On Tuesday, 1,200 first-graders from Phoenix and the southeast Valley came together to learn a different kind of ABCs in the 10th annual Water Safety Day at Mesa Community College.
Aided by a swim show, a firefighter clown, a music program and other interactive activities, they learned that A is for adult supervision, B is for barriers like fences and door locks to restrict access to water, and C is for classes such as swim lessons for children and CPR training for adults.
"The clown said you have to do the ABCs before you go swimming," said 6-year-old Sophia Mitchell. Sophia attends Kyrene del Cielo in Chandler, where her mom, Debbie, is a first-grade teacher. Debbie Mitchell is one of dozens of teachers across the Valley who teach six days' worth of curriculum for drowning prevention, Water Watchers, established at Phoenix Children's Hospital.
"We talk about it at home and it's wonderful, I think, that we use it in the classroom. Kids think of water as a pool or the ocean, but we talk about buckets being unsafe for small children, and the bathtub. We give kids a pre-test before we teach it, and a lot of them think those things aren't of any danger," she said.
Water Watchers was established in memory of 3-year-old Weston Letter of Gilbert, who drowned in the family pool in 1998. Weston knew how to swim, was unafraid of the water and there was a barrier around the pool, but it was not completely contained.
"I would have never thought that our son would have been the one who drowned." said his mother, Druann Letter, also a first-grade teacher at Kyrene del Cielo. "We thought we did everything, and we didn't: We didn't watch him with eye-to-eye contact."
Letter said education for water safety was not available then. "I remember 'stop, drop and roll' but I don't remember anything for water safety," she said. So she came up with the water safety ABCs with her family.
"When you look at the drowning rate per 100,000 children during the last 20 years in the Valley, you'll see that we were really high in the late '80s to the early '90s," said Tiffaney Isaacson, water-safety coordinator at Phoenix Children's Hospital.
Campaigns and barrier ordinances in cities (Gilbert and Tempe are the only two Valley cities that don't have strict pool-safety ordinances in place) helped bring the numbers down, Isaacson said.
Even so, Phoenix has had 75 child drownings since 2000; Mesa has had 24; Gilbert has had seven; Chandler has had four; and Tempe has had two.
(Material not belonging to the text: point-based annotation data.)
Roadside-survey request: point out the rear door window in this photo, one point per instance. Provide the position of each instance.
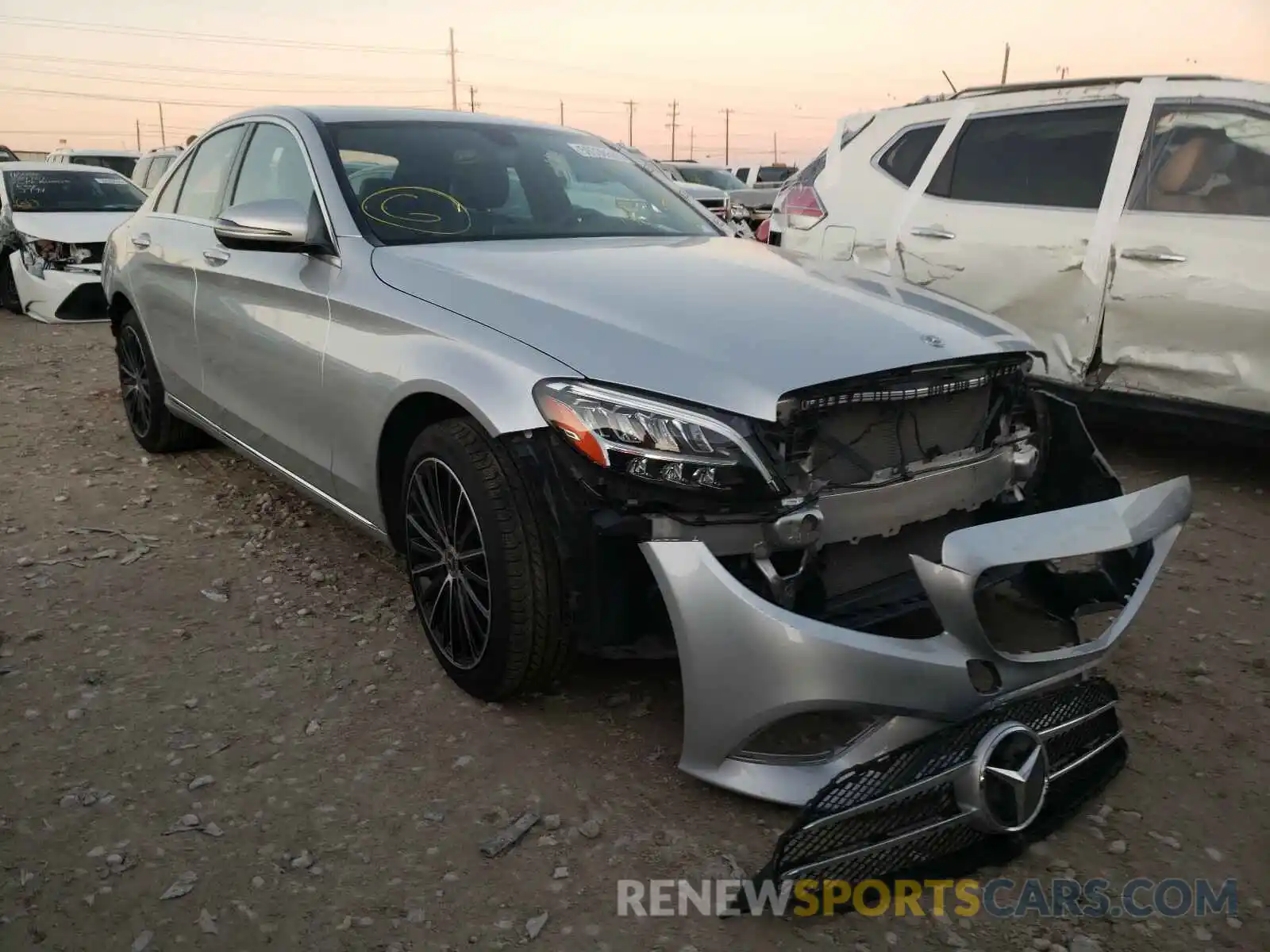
(1052, 158)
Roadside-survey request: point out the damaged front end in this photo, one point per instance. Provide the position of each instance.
(55, 281)
(888, 560)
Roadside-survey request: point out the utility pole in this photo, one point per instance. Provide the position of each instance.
(454, 73)
(673, 125)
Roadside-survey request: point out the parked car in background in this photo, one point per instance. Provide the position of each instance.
(765, 177)
(591, 420)
(152, 165)
(121, 160)
(54, 225)
(1122, 222)
(755, 205)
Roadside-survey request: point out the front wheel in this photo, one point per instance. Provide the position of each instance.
(152, 423)
(484, 568)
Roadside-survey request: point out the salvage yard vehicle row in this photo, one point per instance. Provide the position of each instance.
(1122, 224)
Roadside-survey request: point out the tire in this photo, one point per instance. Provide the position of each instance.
(10, 300)
(527, 644)
(143, 393)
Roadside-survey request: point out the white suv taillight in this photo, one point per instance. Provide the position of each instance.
(800, 207)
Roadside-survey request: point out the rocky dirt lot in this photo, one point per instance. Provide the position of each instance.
(222, 729)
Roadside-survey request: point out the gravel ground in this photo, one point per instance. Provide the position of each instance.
(224, 730)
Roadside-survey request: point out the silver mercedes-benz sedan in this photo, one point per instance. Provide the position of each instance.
(592, 420)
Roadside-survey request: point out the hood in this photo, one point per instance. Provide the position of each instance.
(69, 228)
(711, 321)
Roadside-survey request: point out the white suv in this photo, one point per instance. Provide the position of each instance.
(1124, 224)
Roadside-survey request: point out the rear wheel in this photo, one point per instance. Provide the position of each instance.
(141, 389)
(484, 568)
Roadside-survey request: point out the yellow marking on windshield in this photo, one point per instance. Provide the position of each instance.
(376, 209)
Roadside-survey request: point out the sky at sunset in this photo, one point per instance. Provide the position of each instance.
(90, 73)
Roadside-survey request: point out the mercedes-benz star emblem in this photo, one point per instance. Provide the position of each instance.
(1007, 780)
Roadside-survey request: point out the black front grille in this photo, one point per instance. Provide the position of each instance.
(863, 825)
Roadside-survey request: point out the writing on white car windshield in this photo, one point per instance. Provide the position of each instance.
(418, 182)
(71, 192)
(122, 164)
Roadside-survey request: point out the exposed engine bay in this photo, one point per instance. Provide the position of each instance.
(872, 473)
(41, 254)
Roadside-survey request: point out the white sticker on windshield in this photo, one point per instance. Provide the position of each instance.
(598, 152)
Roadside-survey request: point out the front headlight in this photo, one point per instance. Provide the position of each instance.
(651, 440)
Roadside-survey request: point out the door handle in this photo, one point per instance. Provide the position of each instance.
(1153, 254)
(933, 232)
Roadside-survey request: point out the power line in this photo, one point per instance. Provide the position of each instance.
(169, 67)
(78, 94)
(169, 84)
(40, 23)
(454, 73)
(673, 125)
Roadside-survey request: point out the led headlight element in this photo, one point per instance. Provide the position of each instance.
(652, 440)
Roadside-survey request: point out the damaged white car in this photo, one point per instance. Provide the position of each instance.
(884, 560)
(54, 225)
(1123, 224)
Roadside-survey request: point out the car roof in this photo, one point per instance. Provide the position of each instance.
(55, 169)
(1090, 84)
(387, 113)
(129, 152)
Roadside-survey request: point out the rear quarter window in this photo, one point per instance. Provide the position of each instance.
(906, 155)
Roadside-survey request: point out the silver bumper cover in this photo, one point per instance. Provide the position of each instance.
(749, 664)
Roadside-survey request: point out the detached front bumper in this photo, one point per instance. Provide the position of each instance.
(749, 664)
(70, 296)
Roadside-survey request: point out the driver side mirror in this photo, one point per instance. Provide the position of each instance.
(271, 225)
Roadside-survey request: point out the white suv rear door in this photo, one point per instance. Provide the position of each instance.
(1187, 310)
(1005, 221)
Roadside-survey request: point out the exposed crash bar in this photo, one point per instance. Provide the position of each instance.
(749, 663)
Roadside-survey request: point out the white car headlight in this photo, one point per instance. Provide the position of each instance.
(652, 440)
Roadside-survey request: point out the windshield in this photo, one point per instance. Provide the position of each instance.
(122, 164)
(421, 182)
(719, 178)
(71, 192)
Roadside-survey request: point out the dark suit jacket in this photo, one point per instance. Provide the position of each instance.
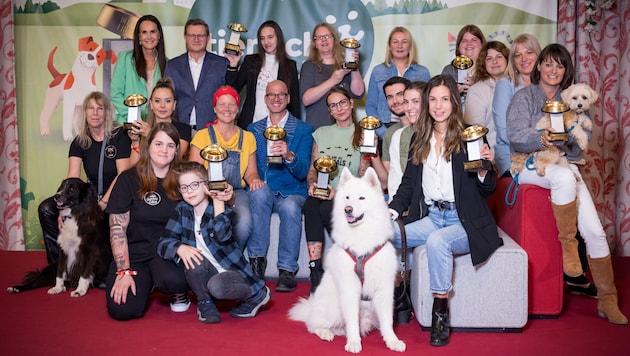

Even though it's not yet pool season this year, Avondale has already reported the Valley's first child fatality of 2009.
Drowning Prevention Coalition of Arizona, established 20 years ago, unites people from Maricopa County's fire departments, the county, pool and fence-building companies, hospitals and parents who discuss ways to lower the number of drownings. The coalition presents events around April 1, known as April Pools Day, to its members.
"We're totally supportive of this event and stay in a very visible way to let people know that it's still an issue out there," said John Harrington, coalition board member and CEO of Banner Heart Hospital in Mesa. A founding member of the coalition, Harrington's son Rex drowned in his backyard pool in Phoenix in 1986.
"If there's a message that I continually give, it's that it can happen to anybody," he said. "I didn't think it would happen to me. It always happens to a neighbor or somebody in the paper. And it really can happen to anybody."